Chapter 1 Introduction
Lower computing costs, a stark decrease in storage costs for digital data, as well as the diffusion of the Internet, have led to the development of new products (e.g., smartphones) and services (e.g., web search engines, cloud computing) over the last few decades. A side product of these developments is a strong increase in the availability of digital data describing all kinds of everyday human activities (Einav and Levin 2014; Matter and Stutzer 2015). As a consequence, new business models and economic structures are emerging with data as their core commodity (i.e., AI-related technological and economic change).
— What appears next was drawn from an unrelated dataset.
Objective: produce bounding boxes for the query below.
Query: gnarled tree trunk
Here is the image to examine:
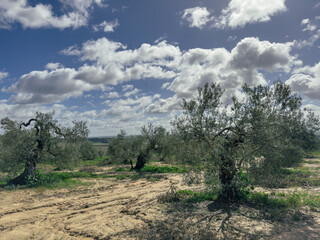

For example, the current hype surrounding ‘Artificial Intelligence’ (AI) - largely fueled by the broad application of machine-learning techniques such as ‘deep learning’ (a form of artificial neural networks) - would not be conceivable without the increasing abundance of large amounts of digital data on all kind of socio-economic entities and activities. In short, without understanding and handling the underlying data streams properly, the AI-driven economy cannot function. The same rationale applies, of course, to other ways of making use of digital data. Be it traditional big data analytics or scientific research (e.g., applied econometrics).
The need for proper handling of large amounts of digital data has given rise to the interdisciplinary field of ‘Data Science’ and increasing demand for ‘Data Scientists’. While nothing within Data Science is particularly new on its own, the combination of skills and insights from different fields (particularly Computer Science and Statistics) has proven to be very productive in meeting new challenges posed by a data-driven economy. In that sense, Data Science is rather a craft than a scientific field. As such, it presupposes a more practical and broader understanding of the data than traditional Computer Science and Statistics from which Data Science borrows its methods. This book focuses on the skills necessary for acquiring, cleaning, and manipulating digital data for research/analytics purposes.